Nella gran parte dei casi, però, l’incrocio dei dati potrebbe non essere sufficiente a dare la certezza matematica della presenza della televisione in casa: perché una cosa è il sospetto della non veridicità dell’autocertificazione, un’altra è l’effettivo possesso della tv. Ed è solo quest’ultimo elemento che fa scattare il presupposto di imposta e, quindi, l’evasione fiscale. Come verificare, dunque, che all’interno della propria casa il contribuente – che prima ha dichiarato di non possedere apparecchi «atti o adattabili alla ricezione delle trasmissioni radiotelevisive» – sia invece munito di tv? L’unico modo è l’accesso in casa della Finanza, accesso che può avvenire solo a determinate condizioni di garanzia del contribuente e sempre dietro autorizzazione del Procuratore della Repubblica (leggi La Guardia di Finanza può entrare in casa senza mandato?). E qui un ulteriore ostacolo: il giudice, di norma, rilascia un mandato solo in presenza di gravi indizi di evasione. Gravi indizi che, quindi, dovranno essere necessariamente il confronto dei dati di cui abbiamo appena parlato.

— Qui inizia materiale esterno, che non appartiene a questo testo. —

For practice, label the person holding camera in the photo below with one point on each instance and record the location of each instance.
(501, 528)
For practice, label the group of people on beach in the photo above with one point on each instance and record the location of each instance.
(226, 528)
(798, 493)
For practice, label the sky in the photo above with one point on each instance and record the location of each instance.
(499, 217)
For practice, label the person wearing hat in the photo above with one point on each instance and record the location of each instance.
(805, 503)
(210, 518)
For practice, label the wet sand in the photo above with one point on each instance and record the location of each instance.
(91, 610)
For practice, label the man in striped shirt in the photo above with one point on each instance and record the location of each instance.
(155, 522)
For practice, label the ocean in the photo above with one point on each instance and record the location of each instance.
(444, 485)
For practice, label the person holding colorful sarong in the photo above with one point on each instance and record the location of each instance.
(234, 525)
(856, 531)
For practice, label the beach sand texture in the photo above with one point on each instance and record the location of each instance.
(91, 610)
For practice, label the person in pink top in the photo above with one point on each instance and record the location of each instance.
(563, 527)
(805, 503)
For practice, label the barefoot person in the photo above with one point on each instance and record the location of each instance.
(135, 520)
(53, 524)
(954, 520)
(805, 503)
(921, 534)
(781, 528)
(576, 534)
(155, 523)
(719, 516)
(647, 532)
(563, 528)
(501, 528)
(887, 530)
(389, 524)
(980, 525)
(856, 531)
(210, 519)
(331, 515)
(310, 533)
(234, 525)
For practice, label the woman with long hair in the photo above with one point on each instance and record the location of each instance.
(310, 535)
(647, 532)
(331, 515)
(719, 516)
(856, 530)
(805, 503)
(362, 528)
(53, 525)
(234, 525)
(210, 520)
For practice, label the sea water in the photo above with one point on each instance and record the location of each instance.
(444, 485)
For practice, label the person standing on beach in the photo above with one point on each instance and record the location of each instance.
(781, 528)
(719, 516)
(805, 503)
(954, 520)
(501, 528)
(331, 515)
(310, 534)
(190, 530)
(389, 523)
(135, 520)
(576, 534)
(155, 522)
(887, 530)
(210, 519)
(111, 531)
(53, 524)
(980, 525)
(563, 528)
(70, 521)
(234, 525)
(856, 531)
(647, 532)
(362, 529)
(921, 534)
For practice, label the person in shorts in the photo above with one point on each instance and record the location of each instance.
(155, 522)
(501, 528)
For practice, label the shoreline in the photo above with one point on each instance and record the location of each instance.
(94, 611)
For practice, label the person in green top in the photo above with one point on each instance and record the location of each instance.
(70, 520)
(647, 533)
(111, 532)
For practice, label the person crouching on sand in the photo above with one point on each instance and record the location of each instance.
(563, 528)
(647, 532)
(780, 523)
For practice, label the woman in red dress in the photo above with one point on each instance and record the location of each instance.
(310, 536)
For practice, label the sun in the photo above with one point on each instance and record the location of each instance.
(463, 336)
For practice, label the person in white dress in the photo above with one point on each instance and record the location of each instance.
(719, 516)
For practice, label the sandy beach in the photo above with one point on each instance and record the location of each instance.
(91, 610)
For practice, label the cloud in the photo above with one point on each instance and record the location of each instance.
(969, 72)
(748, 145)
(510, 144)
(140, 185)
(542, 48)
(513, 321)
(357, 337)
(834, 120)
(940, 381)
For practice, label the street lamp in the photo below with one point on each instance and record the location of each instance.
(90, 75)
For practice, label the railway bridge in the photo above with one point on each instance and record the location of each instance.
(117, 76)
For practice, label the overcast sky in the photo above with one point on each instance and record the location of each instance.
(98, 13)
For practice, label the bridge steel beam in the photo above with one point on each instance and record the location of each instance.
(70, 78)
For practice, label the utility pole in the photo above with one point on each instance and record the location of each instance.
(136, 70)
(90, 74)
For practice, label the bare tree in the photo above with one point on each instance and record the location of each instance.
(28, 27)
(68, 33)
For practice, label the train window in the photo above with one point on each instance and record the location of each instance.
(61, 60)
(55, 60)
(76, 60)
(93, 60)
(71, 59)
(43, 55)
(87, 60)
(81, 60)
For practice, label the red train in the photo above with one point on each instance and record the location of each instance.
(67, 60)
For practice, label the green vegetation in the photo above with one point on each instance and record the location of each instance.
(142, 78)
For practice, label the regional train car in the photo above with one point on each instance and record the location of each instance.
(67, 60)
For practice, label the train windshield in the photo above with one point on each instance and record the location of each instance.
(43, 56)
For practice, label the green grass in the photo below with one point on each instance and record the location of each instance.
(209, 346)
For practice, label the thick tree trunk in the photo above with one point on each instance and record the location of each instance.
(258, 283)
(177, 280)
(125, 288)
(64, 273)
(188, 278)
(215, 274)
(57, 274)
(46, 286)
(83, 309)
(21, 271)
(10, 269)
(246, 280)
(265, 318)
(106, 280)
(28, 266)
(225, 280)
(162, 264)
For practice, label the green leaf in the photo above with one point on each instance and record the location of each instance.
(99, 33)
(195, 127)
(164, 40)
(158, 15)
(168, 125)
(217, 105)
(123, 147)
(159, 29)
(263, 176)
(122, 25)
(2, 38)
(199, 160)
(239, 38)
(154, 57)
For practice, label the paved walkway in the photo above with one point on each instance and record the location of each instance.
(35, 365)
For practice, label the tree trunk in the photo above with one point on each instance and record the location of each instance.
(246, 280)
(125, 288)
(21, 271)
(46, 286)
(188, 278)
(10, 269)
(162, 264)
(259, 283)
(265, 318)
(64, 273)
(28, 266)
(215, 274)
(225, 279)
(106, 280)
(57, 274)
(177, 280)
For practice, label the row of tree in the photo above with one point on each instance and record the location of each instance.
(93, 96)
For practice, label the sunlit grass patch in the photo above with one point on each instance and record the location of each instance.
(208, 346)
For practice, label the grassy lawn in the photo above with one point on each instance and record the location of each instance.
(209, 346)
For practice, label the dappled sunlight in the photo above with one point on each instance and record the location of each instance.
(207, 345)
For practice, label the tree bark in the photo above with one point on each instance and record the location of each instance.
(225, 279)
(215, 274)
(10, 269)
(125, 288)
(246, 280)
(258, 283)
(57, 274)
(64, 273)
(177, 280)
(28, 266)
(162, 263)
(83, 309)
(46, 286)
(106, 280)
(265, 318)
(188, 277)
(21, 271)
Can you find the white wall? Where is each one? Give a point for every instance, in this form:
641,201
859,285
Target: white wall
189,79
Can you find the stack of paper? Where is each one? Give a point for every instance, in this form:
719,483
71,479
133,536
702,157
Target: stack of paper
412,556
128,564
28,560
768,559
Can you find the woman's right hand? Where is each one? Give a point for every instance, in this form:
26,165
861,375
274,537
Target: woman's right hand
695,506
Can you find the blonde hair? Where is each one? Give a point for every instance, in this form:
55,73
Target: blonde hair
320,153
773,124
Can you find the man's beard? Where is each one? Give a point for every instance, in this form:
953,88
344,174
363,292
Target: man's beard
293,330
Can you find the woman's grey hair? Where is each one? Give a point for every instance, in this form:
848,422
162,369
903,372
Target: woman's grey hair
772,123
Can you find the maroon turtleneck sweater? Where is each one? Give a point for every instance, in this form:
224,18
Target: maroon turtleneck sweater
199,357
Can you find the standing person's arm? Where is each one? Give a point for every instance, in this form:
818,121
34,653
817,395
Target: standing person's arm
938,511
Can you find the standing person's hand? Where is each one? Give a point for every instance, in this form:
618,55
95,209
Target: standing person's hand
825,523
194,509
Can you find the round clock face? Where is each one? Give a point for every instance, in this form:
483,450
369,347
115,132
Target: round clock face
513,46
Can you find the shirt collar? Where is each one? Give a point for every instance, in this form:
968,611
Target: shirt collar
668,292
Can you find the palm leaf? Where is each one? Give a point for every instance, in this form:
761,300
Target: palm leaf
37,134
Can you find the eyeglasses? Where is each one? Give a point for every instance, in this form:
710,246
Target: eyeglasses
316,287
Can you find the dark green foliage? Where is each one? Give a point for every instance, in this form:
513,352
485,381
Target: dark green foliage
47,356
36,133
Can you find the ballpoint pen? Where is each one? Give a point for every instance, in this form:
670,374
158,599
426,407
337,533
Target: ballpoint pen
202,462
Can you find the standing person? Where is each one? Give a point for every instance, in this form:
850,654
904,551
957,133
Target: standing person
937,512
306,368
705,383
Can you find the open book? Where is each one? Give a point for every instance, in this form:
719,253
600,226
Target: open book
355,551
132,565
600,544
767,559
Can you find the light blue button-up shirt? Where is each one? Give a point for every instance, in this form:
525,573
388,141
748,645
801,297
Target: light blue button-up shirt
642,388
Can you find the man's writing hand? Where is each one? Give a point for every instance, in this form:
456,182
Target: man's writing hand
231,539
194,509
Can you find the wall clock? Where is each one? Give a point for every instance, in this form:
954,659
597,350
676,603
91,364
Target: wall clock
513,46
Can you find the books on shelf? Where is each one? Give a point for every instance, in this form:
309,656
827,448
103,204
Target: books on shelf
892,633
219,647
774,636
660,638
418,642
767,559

Insomma, un controllo di evasione del canone Rai non è così semplice come, invece, il controllo dell’evasione dell’Irpef o dell’Iva. È un compito difficile, ma non certo impossibile. E, se il fisco intende dare una risposta chiara all’evasione che neanche la riforma sembra aver del tutto eliminato, c’è da credere che qualcosa si muoverà.

note

[1] L. n. 208/2015.

Art. 1, co. 156 L. 208/0215 (legge di Stabilità 2015)

  1. Per l’attuazione di quanto previsto dai commi 153, 154 e 155 e limitatamente alle finalita’ di cui ai commi da 152 a 160, l’Anagrafe tributaria, l’Autorita’ per l’energia elettrica, il gas e il sistema idrico, l’Acquirente Unico Spa, il Ministero dell’interno, i comuni, nonche’ gli altri  soggetti  pubblici  o  privati  che  ne  hanno  la disponibilita’ sono autorizzati allo scambio e all’utilizzo di  tutte le informazioni utili,  e  in  particolare  dei  dati  relativi  alle famiglie  anagrafiche,  alle  utenze  per  la  fornitura  di  energia elettrica, ai soggetti tenuti al pagamento del canone di  abbonamento alla televisione, ai soggetti beneficiari delle agevolazioni  di  cui all’articolo 38, comma 8, del decreto-legge 31 maggio  2010,  n.  78, convertito, con modificazioni, dalla legge 30 luglio  2010,  n.  122, nonche’ ai soggetti esenti dal pagamento del canone.